The Game: You’re a mobile set of chattering teeth, gobbling up goodies in a maze as jaw-breaking candies pursue you. If you bite down on one of these killer candies, you’ll rack up quite a dental bill (enough to lose a life). You can snag one of four snacks in the corners of the maze and suddenly the tooth-rotting treats become crunchy and vulnerable. Advance to the next level by clearing the maze of dots. (On-Line Systems, 1981)
Memories: Atari’s home version of Pac-Man for the Atari 2600 was like a trail of telltale blood in a tank full of pirhanas. It was quickly apparent that there was one wounded one in the group, and other predators quickly closed in for the kill – or, in the case of Pac-Man, provided games for various platforms that duplicated the Pac-Man experience better than Atari could apparently manage to do.
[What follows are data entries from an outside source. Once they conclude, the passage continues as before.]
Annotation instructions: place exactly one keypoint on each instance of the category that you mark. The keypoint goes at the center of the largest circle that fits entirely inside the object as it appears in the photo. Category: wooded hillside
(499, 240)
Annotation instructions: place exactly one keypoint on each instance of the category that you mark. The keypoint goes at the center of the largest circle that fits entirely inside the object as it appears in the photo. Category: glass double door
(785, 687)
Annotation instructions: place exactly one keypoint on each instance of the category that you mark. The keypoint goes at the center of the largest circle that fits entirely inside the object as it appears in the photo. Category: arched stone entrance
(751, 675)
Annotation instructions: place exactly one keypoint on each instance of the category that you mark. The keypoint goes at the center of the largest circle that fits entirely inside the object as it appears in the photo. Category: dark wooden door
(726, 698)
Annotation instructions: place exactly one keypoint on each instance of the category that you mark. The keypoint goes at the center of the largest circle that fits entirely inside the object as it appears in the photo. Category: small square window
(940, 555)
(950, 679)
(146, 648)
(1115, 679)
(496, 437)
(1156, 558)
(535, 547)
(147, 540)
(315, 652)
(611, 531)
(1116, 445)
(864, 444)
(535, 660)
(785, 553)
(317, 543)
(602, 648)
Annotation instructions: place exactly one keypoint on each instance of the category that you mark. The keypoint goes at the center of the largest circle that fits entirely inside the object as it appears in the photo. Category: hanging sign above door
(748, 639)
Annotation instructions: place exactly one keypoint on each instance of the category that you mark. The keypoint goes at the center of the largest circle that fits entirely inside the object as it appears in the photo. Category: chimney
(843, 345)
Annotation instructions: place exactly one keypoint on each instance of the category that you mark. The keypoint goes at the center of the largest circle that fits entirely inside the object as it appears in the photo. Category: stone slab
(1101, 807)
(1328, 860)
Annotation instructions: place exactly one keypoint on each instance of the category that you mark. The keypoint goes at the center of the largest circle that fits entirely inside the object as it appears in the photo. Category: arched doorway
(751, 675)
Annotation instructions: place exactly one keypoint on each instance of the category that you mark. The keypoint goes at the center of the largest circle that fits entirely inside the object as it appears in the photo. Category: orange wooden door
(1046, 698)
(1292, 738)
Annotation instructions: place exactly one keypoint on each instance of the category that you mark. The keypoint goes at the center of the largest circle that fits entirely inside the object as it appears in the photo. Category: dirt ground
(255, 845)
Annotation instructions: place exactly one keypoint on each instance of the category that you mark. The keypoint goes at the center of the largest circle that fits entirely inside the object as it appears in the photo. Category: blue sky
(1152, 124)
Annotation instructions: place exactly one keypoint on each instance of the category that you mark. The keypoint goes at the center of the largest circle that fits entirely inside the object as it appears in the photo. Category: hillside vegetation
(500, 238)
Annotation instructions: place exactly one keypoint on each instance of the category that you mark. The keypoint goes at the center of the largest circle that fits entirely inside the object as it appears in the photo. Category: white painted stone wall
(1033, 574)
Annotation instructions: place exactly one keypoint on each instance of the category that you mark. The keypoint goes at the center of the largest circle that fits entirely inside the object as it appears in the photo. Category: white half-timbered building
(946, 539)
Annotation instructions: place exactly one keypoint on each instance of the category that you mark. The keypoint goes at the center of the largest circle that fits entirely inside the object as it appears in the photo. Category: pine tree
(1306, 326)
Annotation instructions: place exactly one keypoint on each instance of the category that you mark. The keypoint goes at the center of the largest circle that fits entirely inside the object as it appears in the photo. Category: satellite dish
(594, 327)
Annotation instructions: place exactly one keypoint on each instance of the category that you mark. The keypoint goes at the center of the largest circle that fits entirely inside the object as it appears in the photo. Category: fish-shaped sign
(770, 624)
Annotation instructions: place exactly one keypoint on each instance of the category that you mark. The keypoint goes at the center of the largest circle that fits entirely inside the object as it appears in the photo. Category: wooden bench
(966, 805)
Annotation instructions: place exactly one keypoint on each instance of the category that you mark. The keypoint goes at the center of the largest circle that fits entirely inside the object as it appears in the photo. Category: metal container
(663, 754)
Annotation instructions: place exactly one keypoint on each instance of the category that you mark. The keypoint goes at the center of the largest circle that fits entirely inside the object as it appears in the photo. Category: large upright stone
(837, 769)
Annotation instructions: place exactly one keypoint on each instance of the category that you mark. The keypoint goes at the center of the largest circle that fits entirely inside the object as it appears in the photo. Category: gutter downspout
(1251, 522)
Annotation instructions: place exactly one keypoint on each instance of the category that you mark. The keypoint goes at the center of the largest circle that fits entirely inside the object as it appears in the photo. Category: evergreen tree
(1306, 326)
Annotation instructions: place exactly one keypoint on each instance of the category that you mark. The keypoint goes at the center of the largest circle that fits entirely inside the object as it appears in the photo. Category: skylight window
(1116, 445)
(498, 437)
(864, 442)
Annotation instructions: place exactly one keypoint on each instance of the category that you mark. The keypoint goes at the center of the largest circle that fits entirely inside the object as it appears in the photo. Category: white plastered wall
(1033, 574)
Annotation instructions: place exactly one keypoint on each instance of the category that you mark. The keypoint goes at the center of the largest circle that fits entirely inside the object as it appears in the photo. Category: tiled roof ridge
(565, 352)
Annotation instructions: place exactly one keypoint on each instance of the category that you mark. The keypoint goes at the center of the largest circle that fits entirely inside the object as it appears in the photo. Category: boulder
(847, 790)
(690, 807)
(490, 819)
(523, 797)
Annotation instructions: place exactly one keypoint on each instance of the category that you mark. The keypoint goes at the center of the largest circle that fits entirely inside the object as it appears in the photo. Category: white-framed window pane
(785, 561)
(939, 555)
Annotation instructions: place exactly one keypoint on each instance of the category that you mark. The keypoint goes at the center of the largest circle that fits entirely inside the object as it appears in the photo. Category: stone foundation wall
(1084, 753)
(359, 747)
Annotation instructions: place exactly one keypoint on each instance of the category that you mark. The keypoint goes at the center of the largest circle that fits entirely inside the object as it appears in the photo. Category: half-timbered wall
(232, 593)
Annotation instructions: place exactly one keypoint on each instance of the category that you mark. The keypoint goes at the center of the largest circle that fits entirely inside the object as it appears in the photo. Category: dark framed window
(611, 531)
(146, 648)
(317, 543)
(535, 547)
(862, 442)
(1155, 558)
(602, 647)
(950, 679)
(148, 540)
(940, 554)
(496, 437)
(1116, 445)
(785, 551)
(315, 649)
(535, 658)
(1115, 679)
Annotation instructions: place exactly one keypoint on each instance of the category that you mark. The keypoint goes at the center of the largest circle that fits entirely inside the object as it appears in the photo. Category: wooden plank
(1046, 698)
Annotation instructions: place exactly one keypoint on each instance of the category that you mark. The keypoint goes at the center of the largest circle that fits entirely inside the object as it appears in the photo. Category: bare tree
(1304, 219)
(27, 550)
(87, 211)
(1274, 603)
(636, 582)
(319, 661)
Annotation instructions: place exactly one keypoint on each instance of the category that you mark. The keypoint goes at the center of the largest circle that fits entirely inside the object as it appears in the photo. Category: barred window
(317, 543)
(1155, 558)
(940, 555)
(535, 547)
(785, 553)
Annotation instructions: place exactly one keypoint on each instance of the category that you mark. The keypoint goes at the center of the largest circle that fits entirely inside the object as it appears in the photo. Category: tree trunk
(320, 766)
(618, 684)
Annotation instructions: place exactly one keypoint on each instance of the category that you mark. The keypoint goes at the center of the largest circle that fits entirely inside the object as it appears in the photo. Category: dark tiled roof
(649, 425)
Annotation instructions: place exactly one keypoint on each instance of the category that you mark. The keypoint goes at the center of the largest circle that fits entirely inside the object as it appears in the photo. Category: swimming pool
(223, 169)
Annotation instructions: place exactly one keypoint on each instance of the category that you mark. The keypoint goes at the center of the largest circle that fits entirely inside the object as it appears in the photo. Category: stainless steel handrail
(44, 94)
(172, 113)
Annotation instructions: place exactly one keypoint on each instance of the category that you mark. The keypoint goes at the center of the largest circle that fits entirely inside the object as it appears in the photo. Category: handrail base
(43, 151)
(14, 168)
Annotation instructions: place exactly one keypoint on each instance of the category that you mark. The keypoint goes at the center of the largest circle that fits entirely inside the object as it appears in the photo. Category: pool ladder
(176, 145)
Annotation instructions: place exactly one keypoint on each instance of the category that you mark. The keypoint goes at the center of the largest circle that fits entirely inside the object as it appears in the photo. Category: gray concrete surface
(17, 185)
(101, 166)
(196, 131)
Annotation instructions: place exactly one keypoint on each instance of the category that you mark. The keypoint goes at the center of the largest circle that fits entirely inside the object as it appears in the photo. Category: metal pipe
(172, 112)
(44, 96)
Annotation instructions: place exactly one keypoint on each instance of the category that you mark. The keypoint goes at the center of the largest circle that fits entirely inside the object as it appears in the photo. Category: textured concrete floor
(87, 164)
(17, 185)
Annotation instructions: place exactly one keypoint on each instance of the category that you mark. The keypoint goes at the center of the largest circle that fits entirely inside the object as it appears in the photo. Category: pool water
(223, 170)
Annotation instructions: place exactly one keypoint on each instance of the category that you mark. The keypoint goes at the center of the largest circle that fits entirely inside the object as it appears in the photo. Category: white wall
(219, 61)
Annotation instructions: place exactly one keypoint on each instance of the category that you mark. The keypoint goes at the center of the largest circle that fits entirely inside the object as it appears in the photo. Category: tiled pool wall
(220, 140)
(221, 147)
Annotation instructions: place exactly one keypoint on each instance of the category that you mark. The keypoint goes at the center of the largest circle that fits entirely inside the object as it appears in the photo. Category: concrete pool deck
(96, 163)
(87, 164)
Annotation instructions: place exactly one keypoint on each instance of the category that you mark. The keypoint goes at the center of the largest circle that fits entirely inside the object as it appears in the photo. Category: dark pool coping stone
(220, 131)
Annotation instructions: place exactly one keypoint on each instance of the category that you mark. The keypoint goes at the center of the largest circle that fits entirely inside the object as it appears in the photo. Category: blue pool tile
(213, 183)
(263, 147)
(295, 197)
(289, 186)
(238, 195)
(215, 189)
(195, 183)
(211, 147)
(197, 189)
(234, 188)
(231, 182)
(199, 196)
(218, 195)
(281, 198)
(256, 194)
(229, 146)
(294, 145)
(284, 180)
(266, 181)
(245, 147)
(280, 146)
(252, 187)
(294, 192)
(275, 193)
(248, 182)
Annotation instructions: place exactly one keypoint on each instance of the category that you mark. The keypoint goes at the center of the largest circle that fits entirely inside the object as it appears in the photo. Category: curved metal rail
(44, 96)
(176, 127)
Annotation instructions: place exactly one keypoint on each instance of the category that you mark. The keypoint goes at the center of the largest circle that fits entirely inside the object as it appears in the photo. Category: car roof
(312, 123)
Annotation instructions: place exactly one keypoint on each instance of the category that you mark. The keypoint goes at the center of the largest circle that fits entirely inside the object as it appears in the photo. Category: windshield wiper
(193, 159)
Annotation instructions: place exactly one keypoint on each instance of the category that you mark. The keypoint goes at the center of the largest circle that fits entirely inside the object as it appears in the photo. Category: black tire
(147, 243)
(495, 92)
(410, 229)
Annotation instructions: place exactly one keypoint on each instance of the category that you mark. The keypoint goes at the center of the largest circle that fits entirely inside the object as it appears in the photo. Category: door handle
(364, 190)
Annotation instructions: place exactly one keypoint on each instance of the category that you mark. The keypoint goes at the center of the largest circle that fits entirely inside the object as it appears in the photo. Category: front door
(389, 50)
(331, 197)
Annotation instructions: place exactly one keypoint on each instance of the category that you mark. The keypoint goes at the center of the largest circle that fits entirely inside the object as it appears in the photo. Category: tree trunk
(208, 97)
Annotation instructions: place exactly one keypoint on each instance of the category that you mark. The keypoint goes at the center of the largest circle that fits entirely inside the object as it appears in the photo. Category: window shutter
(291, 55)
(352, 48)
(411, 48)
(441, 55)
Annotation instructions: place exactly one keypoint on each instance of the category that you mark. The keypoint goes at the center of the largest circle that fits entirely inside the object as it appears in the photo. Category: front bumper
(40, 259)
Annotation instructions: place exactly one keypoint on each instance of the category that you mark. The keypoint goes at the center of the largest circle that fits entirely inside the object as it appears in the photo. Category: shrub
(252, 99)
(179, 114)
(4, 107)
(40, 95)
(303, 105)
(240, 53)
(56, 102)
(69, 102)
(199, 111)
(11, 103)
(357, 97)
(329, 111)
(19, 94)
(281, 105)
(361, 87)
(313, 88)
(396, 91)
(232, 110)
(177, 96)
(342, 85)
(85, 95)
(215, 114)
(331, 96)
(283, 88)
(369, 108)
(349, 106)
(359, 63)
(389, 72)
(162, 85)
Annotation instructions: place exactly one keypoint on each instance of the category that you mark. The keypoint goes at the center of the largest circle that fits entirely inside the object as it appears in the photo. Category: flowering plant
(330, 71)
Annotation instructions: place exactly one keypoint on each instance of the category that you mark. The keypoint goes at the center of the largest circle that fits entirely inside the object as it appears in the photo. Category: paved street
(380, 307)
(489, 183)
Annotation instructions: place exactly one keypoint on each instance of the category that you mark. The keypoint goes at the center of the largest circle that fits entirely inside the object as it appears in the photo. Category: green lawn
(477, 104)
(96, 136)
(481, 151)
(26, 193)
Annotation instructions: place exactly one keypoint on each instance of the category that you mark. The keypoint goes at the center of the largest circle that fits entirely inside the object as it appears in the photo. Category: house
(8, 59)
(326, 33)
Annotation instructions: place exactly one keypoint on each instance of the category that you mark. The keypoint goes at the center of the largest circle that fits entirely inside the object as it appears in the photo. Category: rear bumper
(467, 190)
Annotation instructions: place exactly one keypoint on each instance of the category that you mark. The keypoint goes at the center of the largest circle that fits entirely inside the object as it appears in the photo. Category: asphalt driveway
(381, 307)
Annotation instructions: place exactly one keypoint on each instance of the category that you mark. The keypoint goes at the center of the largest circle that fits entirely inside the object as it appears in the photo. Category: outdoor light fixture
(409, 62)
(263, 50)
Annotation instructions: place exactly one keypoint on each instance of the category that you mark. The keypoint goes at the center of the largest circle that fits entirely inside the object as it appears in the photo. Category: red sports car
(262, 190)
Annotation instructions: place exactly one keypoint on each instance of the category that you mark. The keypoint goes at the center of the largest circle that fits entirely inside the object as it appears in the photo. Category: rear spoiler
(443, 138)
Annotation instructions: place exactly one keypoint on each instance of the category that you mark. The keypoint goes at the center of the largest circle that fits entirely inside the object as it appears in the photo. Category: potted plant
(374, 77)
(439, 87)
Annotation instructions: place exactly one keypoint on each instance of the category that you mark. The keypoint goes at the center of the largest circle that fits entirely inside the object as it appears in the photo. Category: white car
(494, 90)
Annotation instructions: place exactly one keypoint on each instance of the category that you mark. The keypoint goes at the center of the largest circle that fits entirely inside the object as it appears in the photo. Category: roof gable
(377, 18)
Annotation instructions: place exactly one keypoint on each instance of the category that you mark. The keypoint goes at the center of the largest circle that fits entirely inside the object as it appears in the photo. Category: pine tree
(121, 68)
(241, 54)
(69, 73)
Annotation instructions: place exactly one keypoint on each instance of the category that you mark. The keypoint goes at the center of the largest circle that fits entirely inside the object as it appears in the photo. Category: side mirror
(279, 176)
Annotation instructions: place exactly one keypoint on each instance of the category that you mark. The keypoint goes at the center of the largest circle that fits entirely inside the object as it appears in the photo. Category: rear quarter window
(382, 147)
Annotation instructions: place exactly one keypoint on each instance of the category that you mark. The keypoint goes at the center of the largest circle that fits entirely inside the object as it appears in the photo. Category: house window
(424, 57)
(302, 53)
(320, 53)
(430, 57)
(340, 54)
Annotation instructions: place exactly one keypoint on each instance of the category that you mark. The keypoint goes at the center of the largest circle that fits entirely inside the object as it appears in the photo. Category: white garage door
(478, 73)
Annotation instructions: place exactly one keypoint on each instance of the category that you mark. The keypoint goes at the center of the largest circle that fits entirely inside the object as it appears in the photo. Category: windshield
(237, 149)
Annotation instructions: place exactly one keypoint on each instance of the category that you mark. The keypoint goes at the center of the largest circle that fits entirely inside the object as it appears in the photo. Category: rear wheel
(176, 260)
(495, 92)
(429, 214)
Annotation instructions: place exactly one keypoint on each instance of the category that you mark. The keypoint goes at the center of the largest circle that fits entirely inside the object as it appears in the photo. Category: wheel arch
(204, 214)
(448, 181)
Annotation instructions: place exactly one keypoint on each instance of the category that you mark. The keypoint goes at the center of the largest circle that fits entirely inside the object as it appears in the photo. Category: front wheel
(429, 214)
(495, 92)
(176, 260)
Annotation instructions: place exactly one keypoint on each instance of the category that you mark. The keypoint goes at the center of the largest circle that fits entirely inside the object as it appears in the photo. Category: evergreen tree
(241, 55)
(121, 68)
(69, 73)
Like Taxman, Jawbreaker made absolutely no bones about what game it was copying. But also like Taxman, this popular arcade-style Apple II game from On-Line Systems, Ken and Roberta Williams’ up-and-coming game publisher better known for elaborate adventure games, drew the legal ire of Atari. Now Jawbreaker was the wounded fish in the middle of a school of bloodthirsty legal sharks. An ultimatum was delivered to On-Line Systems: change the game, or pull it off the market, or wind up on the business end of a look-and-feel infringement suit.
According to designer John Harris (though Olaf Lubeck is given sole credit for the Apple II version, he was simply porting the original design that Harris created on the Atari 8-bit computers), the game was enough of a hot property that finding ways to change it without losing the essence of the game were a major priority. Thus was the sliding-door version of Jawbreaker born; these earlier, more overtly Pac-Man-like versions were pulled off the market, and the new version of the game was quickly released as Jawbreaker 2 for some of the machines that had gotten the original version.
Jawbreaker in its original form was actually quite a fun little game, even on the audiovisually limited Apple II. Harris and Lubeck succeeded in capturing most of the elements that made Pac-Man as addictive as it was, and yet changed a few things around. As fun as it was, many more changes would have to be made to keep Jawbreaker on the store shelves.